In our experiments, relatively little data is needed to reach good performance – probes outperform prompting when trained on <10k synthetic datapoints combined with 256 positive and negative samples from the deployment context (Figure 12 in the appendix). We even found probes to perform competitively already with only a few hundred synthetic samples (see Figure 5b) or when trained on around 100 positive and negative deployment samples without any synthetic data (also Figure 12).

Obtaining such data seems very doable for most settings, and results in a drastically cheaper monitor.

We thank the reviewer for their thoughtful review! We are glad the reviewer found our paper “well-written and accessible to non-experts”, the point about probes serving as a first-line of defense in a monitoring pipeline “a nice conceptual point”, and our empirical comparison of different probing architectures to be “thorough”. Below we respond to specific comments. We focus our responses on the questions asked by the reviewer, since they mirror the comments in weaknesses.

---

The paper shows how training on some data from the deployment context can help improve performance. Do the authors have insights about how this can be used for data curation, if only high-level knowledge of the deployment context is known ahead of time?

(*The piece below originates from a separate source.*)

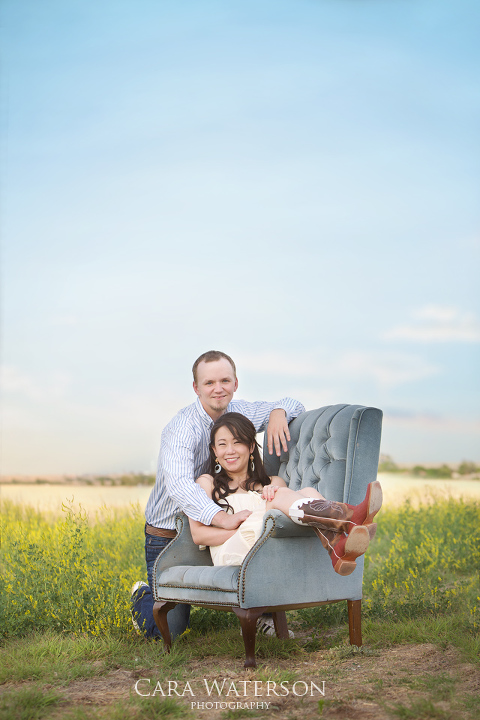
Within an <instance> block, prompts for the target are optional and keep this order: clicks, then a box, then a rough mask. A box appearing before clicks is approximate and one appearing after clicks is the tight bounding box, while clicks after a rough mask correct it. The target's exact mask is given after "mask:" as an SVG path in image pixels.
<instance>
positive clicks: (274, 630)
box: [257, 615, 295, 638]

Great question! We note that when generating the synthetic data for training our probes, we did not assume access to specific deployment cases and hence did not adapt our data generation pipeline to target specific OOD datasets. While this design decision was helpful for stress-testing our pipeline, in practice, one can expect to have some high-level knowledge of the deployment context. This knowledge can hence be incorporated into the data generation pipeline to further improve performance for the specific deployment scenario we care about. For example, in our current pipeline, the situation generation could be adjusted to focus only on relevant domains, and the prompt generation could also be more focused on the style of user input that is expected at test time. It is unlikely that doing so will outperform extra data taken in-distribution at deployment time, but may well improve on non-targeted synthetic training data.

---

Can the authors discuss whether probing in high-stakes domains poses new technical challenges in comparison to probing in lower-stakes domains?

High-stakes domains introduce distinct technical challenges for probing. Firstly, high-stakes pressure may induce strategic or deceptive behaviors in models [1, 2], leading to a distribution shift from low-stakes settings. Secondly, the cost of failure is amplified in high-stakes scenarios. These factors demand that probes are robust to distribution shifts [3].

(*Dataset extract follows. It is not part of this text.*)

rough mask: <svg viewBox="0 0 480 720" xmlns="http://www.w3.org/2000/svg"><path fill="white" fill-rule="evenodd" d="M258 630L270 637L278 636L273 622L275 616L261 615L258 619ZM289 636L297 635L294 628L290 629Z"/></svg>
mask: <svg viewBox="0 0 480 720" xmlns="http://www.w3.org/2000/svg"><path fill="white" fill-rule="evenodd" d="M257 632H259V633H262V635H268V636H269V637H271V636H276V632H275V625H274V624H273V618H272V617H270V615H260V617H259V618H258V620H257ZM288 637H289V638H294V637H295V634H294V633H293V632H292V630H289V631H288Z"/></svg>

We address this by rigorously evaluating probes on out-of-distribution tasks. However, a key technical challenge remains in developing new probing algorithms with formal robustness guarantees against such shifts [4].

[1] Kunreuther, et al. “High Stakes Decision Making: Normative, Descriptive and Prescriptive Considerations.”

[2] Ren, et al. “The MASK Benchmark: Disentangling honesty from accuracy in AI systems”

[3] Marklund, Henrik, et al. "Wilds: A benchmark of in-the-wild distribution shifts."

[4] Sagawa, Shiori, et al. "Distributionally robust neural networks for group shifts: On the importance of regularization for worst-case generalization."

---

Can the authors discuss how the distinction between high-stakes and low-stakes interactions is made

We use the intuitive meaning of “high-stakes” - interactions where the outcome could significantly impact a user in a number of different ways. In contrast, low-stakes interactions have minimal or trivial real-world consequences. We define a set of impact factors in Table 8, Appendix C. These factors define the axis along which scenarios differ - for example, when 'permanent harm' is provided as an impact factor, a high-stakes situation is one where a user may face permanent harm, while a low-stakes situation is one where they may not.

This conceptual distinction is operationalized in our data generation process – we label interactions as high or low stakes using an LLM and filter out ambiguous examples (see line 211, Appendix C). We validate that this labeling process is broadly aligned with human-labelled examples in Table 8.